I recon the kitty litter will end up on top of the sand, its so light.


----------



## discusdan (12 Jan 2013)

hey guys, I knew i put disaster in the title for a reason, on further inspection I think there is a split in the intake hose! I could hear a faint sucking noise coming from some where, i located it to the hose and dropped a bit of water onto the suspected area and sure enough the noise went away for a second untill the water had been sucked through the split......groan 

I've disconnected the filter and drained it all and taken the hose out, i was just about to order some fluval hoses when I remembered I had a load of green hose, I know i got it from a fish shop but not sure if its suitable to use as filter hose?
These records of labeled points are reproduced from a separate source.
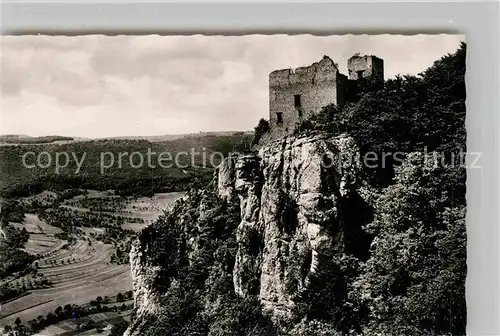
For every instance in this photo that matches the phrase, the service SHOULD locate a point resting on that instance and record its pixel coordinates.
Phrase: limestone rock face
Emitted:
(291, 196)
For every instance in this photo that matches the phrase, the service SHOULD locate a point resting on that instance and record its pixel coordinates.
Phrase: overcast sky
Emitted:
(98, 86)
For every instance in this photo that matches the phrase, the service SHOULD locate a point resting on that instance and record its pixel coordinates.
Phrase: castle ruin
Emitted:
(296, 94)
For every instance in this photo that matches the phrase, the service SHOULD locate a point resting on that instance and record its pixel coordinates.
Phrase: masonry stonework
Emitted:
(296, 94)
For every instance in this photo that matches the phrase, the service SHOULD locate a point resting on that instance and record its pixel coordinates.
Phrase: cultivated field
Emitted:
(79, 273)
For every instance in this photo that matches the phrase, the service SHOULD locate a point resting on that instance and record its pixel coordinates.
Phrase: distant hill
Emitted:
(18, 180)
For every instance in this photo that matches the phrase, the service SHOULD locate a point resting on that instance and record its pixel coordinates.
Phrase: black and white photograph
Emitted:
(251, 185)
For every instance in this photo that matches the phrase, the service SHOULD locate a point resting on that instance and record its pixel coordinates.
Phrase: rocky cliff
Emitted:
(292, 198)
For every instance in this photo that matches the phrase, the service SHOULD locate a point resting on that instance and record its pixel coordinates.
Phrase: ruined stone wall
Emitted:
(318, 85)
(371, 66)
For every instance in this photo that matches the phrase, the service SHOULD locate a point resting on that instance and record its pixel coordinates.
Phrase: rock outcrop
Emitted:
(292, 195)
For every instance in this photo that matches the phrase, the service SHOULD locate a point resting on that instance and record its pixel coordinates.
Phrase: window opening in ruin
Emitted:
(279, 117)
(297, 101)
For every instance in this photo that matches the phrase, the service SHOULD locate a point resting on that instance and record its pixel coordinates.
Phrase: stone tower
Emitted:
(365, 66)
(295, 94)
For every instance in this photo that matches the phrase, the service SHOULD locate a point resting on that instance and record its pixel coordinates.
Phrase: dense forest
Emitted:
(411, 281)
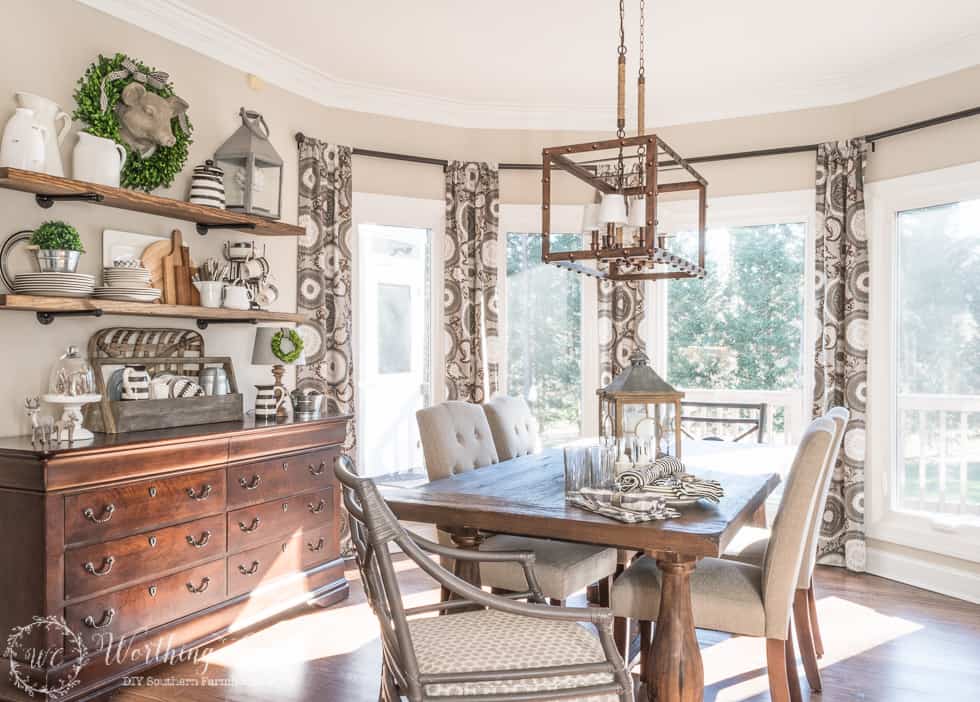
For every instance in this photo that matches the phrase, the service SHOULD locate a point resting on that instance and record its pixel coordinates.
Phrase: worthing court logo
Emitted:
(24, 656)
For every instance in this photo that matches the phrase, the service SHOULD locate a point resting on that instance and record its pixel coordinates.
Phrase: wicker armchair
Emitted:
(487, 647)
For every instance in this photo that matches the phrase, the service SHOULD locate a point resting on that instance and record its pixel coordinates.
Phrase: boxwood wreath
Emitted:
(160, 168)
(292, 337)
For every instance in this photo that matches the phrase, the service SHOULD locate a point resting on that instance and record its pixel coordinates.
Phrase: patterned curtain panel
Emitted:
(323, 283)
(471, 321)
(841, 361)
(621, 312)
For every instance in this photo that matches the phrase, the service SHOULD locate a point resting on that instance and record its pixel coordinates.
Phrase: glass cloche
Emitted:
(72, 376)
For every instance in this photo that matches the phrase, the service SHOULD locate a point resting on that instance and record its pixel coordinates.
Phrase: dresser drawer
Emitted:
(147, 605)
(98, 567)
(261, 565)
(251, 483)
(119, 511)
(251, 526)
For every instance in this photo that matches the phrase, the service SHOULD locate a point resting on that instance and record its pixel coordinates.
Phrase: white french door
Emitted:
(397, 296)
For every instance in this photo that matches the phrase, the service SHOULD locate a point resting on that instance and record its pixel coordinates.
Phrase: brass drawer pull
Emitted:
(250, 485)
(106, 515)
(200, 588)
(249, 571)
(249, 527)
(202, 495)
(103, 570)
(106, 620)
(200, 543)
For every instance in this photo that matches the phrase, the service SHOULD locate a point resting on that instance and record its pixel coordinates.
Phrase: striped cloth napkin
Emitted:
(623, 507)
(638, 476)
(684, 485)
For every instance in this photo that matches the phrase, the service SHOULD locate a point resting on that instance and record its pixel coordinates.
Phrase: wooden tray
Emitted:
(178, 351)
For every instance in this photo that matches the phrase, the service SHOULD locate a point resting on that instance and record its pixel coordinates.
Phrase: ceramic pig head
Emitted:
(146, 119)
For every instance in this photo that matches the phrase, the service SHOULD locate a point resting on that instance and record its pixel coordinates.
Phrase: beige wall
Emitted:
(48, 45)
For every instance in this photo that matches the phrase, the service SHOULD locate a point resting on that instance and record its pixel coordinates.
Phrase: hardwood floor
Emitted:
(884, 641)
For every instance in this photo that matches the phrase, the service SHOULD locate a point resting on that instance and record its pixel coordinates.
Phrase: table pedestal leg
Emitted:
(675, 672)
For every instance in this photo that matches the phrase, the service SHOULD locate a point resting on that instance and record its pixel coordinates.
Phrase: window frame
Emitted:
(526, 219)
(755, 209)
(399, 211)
(943, 534)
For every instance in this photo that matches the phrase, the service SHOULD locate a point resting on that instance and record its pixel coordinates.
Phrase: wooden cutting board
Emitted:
(152, 260)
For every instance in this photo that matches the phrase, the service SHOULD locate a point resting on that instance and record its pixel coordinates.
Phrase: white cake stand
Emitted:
(72, 411)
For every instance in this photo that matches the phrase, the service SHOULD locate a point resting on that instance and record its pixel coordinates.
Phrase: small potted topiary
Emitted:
(58, 247)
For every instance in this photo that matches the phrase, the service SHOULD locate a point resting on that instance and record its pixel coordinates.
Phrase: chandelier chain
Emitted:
(643, 5)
All it says on the hose is JBL 16/22.
I took some pictures of it. Do you think it would be ok to use this on the filter, it would save me a load of money if I could as the fluval hose is quite expensive.


Green hose next to the fluval 






And the view from the end, looks a slightly thicker gauge?





let me know what you think, thanks guys really appreciate the help.


oh and yeah hoping to get some discus once its fully planted up and also some angles as well but will see how it goes. the local aquarium shops ain't great and they only get discus in every 3-6 months.


----------



## kirk (12 Jan 2013)

Hi interesting read, I'd go with the green I use the green/see through. It's nice to see what's going on ie furring air trapped. You could always use some fishing line and a few lead weights to hold the floating wood down,then snipp off the line and remove weights in a few weeks.you can just bury the leads. You probably already know about heating the pipe end in a cup of hot water from kettle to get onto fittings if the diameter is less than the fluval pipe..


----------



## discusdan (12 Jan 2013)

thanks for the info i'll remember that for the future. 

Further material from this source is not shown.